Patent trolls aren’t imaginary monsters that live under a bridge (although they share some revolting characteristics). They’re worse … and they’re real.
A patent troll is a company or individual who owns or purchases a patent to charge other companies for infringing on their patent, making profit through settlements. Where patents were originally designed to prevent theft of intellectual property, it seems they’ve become a money-making weapon.
The worst part? It could be your money.
So, what harm does “trolling” really cause, and how can companies fight back?
The Trouble with Trolls
Settle or defend – both are expensive. Patent trolls cost businesses $29 billion last year in legal fees and licensing costs. The average amount companies spend on ending an NPE (non-practising entity) lawsuit ranges from $1.33 million for small companies to $7.27 million for large companies. (Source: Arstechnica)
Time is Money. The distraction and pressure of having to deal with trolls can be demoralizing, and productivity decreases as a result. Last year alone, this resulted in an indirect cost of about $83 billion dollars.(Source: Arstechnica)
Trolls Attack the Weak. A Boston University study concluded that 82% of defendants of patent troll litigations had less than $100 million in revenue indicating that smaller companies are at the greatest risk from trolls.(Source: Groklaw)
Number of Patent Troll Cases Annually
How to Fight a Troll
Check patents before you innovate. Be diligent, and check all patents and intellectual property before you begin development of a new product or service through existing databases (e.g. http://patft.uspto.gov/). If your search turns up find anything that raises concern, obtain opinions of invalidity (documents to support your company’s claim to your idea) to protect your company. This is a must for any entrepreneur and innovator as the consequences of being attacked by a patent troll can be devastating.
“Don’t fight the patent, fight the infringement,” says Drew Curtis, founder of fark.com. Essentially, this means you should protest “how” you have infringed rather than try to budge the perimeters of the patent. He also says to “make it clear from the beginning that you have no money at all or that you would rather spend money with your attorney, fighting the troll than actually giving them the money.”
Fight rather than settle. Never settle because you are too lazy to deal with the patent trolls. Many charges are actually illegitimate with no infringements to intellectual property actually present. Often the odds favour the defendant – unless of course, your company is in fact infringing on the patent.

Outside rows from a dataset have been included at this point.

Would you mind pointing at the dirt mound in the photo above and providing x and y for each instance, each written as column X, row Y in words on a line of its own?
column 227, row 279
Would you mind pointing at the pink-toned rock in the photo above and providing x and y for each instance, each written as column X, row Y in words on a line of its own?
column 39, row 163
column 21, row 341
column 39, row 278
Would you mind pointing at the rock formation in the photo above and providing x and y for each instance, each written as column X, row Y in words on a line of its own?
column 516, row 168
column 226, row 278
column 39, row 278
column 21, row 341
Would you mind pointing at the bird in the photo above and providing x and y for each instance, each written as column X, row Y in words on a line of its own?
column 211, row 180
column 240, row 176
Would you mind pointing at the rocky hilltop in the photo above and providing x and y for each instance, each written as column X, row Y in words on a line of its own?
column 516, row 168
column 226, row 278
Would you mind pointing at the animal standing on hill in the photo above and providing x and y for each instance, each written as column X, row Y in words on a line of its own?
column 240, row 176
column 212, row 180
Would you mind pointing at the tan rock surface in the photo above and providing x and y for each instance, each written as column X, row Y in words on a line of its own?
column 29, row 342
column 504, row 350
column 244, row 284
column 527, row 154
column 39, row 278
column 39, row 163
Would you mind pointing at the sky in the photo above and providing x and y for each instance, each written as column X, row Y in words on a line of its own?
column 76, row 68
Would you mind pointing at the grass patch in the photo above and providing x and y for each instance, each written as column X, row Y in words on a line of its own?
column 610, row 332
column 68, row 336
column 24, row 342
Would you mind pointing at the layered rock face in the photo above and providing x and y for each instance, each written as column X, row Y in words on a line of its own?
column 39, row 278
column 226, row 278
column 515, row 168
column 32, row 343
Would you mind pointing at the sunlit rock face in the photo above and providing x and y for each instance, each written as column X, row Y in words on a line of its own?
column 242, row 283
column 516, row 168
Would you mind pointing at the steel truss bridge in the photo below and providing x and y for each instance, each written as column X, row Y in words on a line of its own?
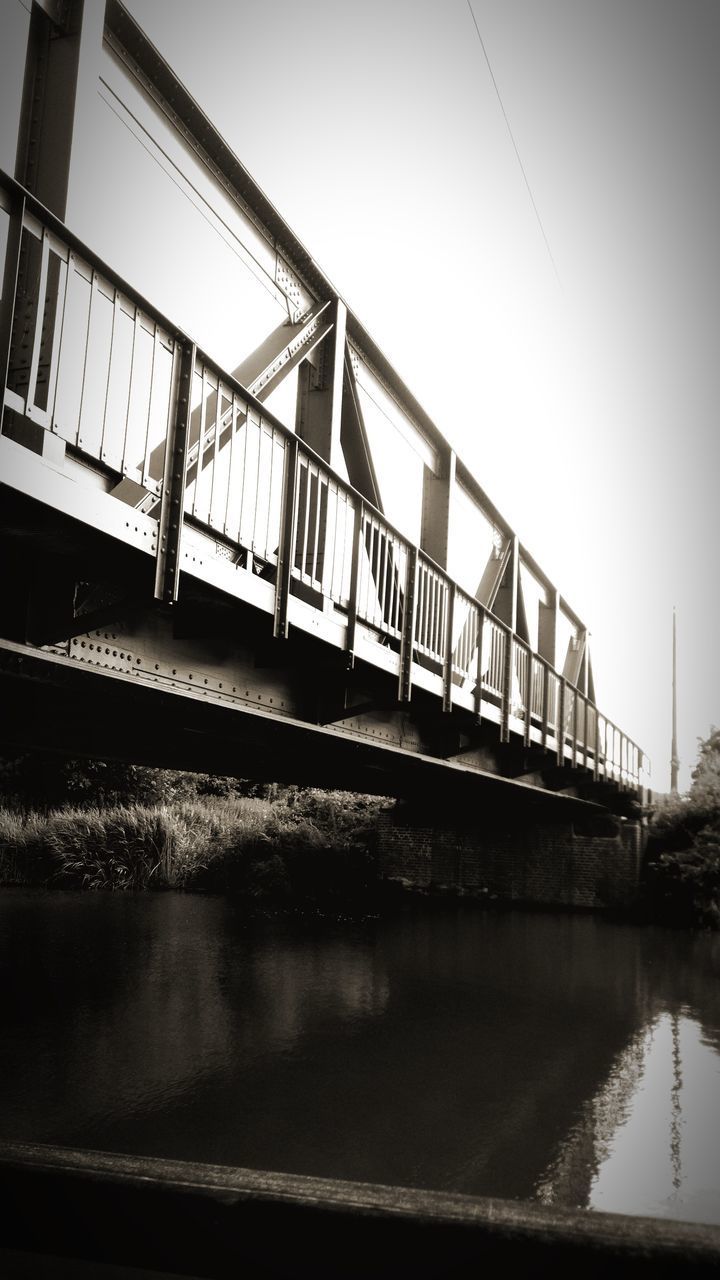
column 279, row 568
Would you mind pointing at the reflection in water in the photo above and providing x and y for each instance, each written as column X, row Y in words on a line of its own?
column 534, row 1056
column 665, row 1156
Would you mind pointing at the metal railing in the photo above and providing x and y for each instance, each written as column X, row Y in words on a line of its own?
column 90, row 361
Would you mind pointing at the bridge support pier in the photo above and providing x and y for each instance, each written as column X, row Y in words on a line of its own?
column 589, row 863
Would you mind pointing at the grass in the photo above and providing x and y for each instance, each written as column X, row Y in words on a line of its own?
column 305, row 849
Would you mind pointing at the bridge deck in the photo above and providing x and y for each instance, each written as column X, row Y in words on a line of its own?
column 117, row 421
column 327, row 561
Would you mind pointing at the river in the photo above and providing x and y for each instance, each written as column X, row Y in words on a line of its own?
column 551, row 1057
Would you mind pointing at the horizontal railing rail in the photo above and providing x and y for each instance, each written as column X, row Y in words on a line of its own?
column 92, row 362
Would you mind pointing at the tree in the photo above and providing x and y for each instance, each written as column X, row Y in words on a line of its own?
column 705, row 789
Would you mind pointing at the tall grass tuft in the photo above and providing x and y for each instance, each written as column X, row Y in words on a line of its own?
column 301, row 849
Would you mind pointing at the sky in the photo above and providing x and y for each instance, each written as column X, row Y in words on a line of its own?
column 566, row 348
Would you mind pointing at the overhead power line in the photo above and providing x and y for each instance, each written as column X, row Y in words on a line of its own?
column 515, row 145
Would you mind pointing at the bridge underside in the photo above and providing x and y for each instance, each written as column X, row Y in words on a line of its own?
column 92, row 664
column 283, row 571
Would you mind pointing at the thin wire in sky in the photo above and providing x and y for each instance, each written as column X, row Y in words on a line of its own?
column 515, row 146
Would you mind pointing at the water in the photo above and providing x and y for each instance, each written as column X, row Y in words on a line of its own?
column 551, row 1057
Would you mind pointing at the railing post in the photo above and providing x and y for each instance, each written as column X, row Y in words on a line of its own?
column 408, row 626
column 172, row 502
column 354, row 580
column 506, row 688
column 545, row 702
column 478, row 695
column 14, row 206
column 561, row 723
column 447, row 666
column 528, row 696
column 287, row 539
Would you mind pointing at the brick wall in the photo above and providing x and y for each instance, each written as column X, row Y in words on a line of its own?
column 589, row 864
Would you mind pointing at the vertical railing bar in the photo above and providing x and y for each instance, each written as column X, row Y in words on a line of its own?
column 560, row 732
column 288, row 533
column 478, row 695
column 135, row 327
column 9, row 296
column 381, row 562
column 146, row 453
column 317, row 533
column 545, row 670
column 254, row 539
column 506, row 688
column 92, row 279
column 231, row 467
column 60, row 334
column 199, row 467
column 269, row 538
column 447, row 673
column 39, row 319
column 352, row 604
column 103, row 449
column 60, row 301
column 305, row 467
column 529, row 670
column 408, row 626
column 215, row 451
column 172, row 499
column 422, row 611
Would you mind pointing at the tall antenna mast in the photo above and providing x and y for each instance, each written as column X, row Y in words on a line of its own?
column 674, row 760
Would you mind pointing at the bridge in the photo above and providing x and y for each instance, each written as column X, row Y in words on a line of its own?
column 278, row 568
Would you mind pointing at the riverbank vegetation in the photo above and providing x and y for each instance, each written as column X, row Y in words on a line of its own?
column 682, row 882
column 126, row 827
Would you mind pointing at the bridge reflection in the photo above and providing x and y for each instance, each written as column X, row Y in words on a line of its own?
column 511, row 1055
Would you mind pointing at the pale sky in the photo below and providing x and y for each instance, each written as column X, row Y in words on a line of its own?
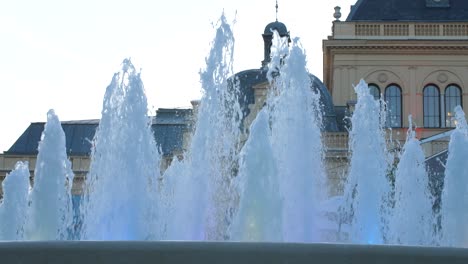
column 62, row 54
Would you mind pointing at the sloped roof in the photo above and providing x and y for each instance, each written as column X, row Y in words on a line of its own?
column 408, row 10
column 168, row 127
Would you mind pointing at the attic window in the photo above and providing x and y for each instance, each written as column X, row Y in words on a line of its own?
column 437, row 3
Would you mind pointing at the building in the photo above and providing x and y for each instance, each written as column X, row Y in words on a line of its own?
column 413, row 54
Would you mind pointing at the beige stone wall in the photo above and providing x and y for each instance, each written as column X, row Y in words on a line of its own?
column 411, row 55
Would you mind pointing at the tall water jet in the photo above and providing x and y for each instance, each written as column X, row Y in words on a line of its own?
column 51, row 214
column 296, row 139
column 454, row 195
column 367, row 187
column 259, row 215
column 120, row 198
column 14, row 203
column 412, row 222
column 203, row 190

Settle (if you must). In some cases, settling can cost less than fighting an infringement charge. But be warned: patent trolls are looking for companies that will settle almost immediately with them – their profitability depends entirely on settlements. Settling is definitely an option but it is not recommended unless your company is tight on time and money.
3 Ridiculous Patent Troll Cases
- VS Technologies sued Twitter because they owned Patent 6,408,309, which was on “Method and system for creating an interactive virtual community of famous people.” – Twitter beat the patent troll and did not settle.
- Innovatio has been targeting many small hotels and coffee shops for offering the service of Wi-Fi. They have sued many companies for relatively low prices; prices that are cheaper than hiring a lawyer.
- Uniloc has been targeting companies like Gameloft, Laminar Research, Electronic Arts, because of their Patent 6,857,067, which is for an online authentication system that enables users to verify and access data on a portable “licensing medium”.
No matter how carefully you tread, patent trolls will always attempt to force a settlement. If you are targeted, don’t be afraid (trolls can smell fear). Instead, remember to be diligent about potential troll cases, fight the infringement instead of the patent, and don’t negotiate unless you absolutely have to. Stand tall and fight on!